President Donald Trump has admitted in a series of interviews with veteran journalist Bob Woodward that he downplayed the threat of COVID-19 despite knowing that it would cause considerable harm.
On February 7, Trump emphasized that the novel coronavirus was "deadly stuff."
"You just breathe the air and that's how it's passed," Trump said on a taped call with Woodward. "And so that's a very tricky one. That's a very delicate one. It's also more deadly than even your strenuous flu."
Contrast that with Trump's remarks later that month: "The flu, in our country, kills from 25,000 people to 69,000 people a year," he said at a briefing on February 26. "That was shocking to me. And so far if you look at what we have with the 15 people, and they are recovering." On March 6, he said he "didn't know people died from the flu."
According to Trump, the move was strategic. "I wanted to always play it down," Trump told Woodward mid-March. "I still like playing it down, because I don't want to create a panic."
That defense—that he did so on purpose for good reason—has already caught on in some circles. "When media accused Trump of downplaying the virus, he publicly and repeatedly said he was doing so to avoid a panic," tweeted Charlie Spiering, a correspondent for Breitbart News.
But it remains unclear how lying to the American public and deliberately propagating wrong information, even if it cultivates some false sense of security, is a winning strategy. Just last month, the president said that just 9,000 people had died from COVID-19.
The short-sightedness of such an approach is reflected not only in Trump's public statements but also in how he approached the virus from a policy perspective in its nascent stages.

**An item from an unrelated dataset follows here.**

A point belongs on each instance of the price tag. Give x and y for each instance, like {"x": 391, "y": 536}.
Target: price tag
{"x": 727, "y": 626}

Consider Trump's March 13 announcement that he would pave the way for a public-private partnership to create a robust testing program, as private labs were having difficulty navigating burdensome Food and Drug Administration (FDA) regulations. The decision was a good one but could have been made earlier had Trump chosen to be frank with the American people.
"Our capacity to identify potential outbreaks of #coronavirus early, and intervene to prevent spread, is well served by expanding access to the PCR [Polymerase Chain Reaction] based test for the virus," tweeted former FDA Chief Scott Gottlieb on February 2. "The test is based on a common Roche platform, and is a fairly routine technology."
Also in February, Trump privately admitted to Woodward that the virus would pose a menacing threat. But the president did not shepherd the Roche test, which is particularly efficient at screening for the virus, through FDA approval until that March 13 press conference, hamstringing the country's ability to get ahead of the problem.